So, even the British are making movies like this; ensemble dramedies about twenty-something friends who take forever to get their lives together after college? Then again, it makes sense. The types of problems Frank (Aiden Gillen) faces aren’t limited to this side of the Atlantic by any stretch of the imagination. He’s got a decent job working with Mike (Dean Lennox Kelly) at the prop-making shop owned by his friend John (Tobias Menzies). Now it’s time to start living like an adult. That means buying a nicer flat and maybe settling down with the right woman, for starters. Enter Ruby (Kate Ashfield), an attractive realtor whom Frank enlists to help him find a new place.
Frank and Ruby hit it off right away; their attraction obvious and immediate, and soon, their house hunting expeditions take on a not-strictly-for-business air. Yet, something holds him back and they never quite seem to get on the same page when it comes to their relationship.
Frank’s reservations build when things start deteriorating at work, where Mike’s tardiness, obstinence and lousy attitude have all gotten worse. John, meanwhile, is under some pressure of his own. He’s been in a relationship for six years and suddenly his sex life has dried up like a stream in the middle of a summer drought.
All of these issues come to a head when Mike mouths off to Frank and John about their willingness sell-out and kiss up to their clients. Frank explodes; Mike’s comments the catalyst that allows his whole world to come crashing down about him…giving him a clean slate to enter adulthood for real.
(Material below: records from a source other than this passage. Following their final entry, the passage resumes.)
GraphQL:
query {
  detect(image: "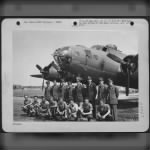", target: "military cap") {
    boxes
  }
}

[76,77,81,81]
[61,78,65,82]
[88,76,92,80]
[46,81,50,84]
[99,77,104,81]
[107,78,113,82]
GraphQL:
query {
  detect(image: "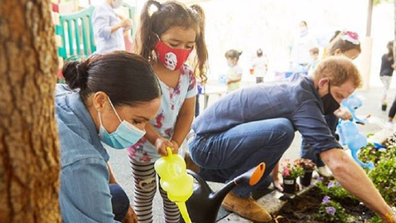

Director Jamie Thraves portrays these problematic years in an honest, refreshingly unglamorous fashion. If anything, the film’s cool, almost documentary feel borders on the depressing. However, either Thraves, DP Igor Jadue-Lillo or both have an inordinate fascination with random close-ups of eyes, noses, and chins, along with an excessive fondness for random focus racks to various and assorted background objects. These silly, intermittent hand-held sequences soon grow as tiresome as the senseless flashbacks and other temporal shenanigans Thraves employs. Such gimmicks certainly add nothing to the film and only distract from what’s important: these characters’ struggles to come to grips with adulthood. This talented cast is certainly capable of portraying that struggle without all the extraneous clutter.
The twenties are definitely an intense and confusing time of life: one is no longer a teenager, yet neither is one quite taken seriously as an adult. Still, there is a limit to how much new insight can be gleaned from people who can still get away with using “just because” as an excuse to do dumb things. Since this is a British film, at least that puts a slightly different perspective on these issues. Even so, “The Low Down” doesn’t give us the lowdown on anything we don’t already know.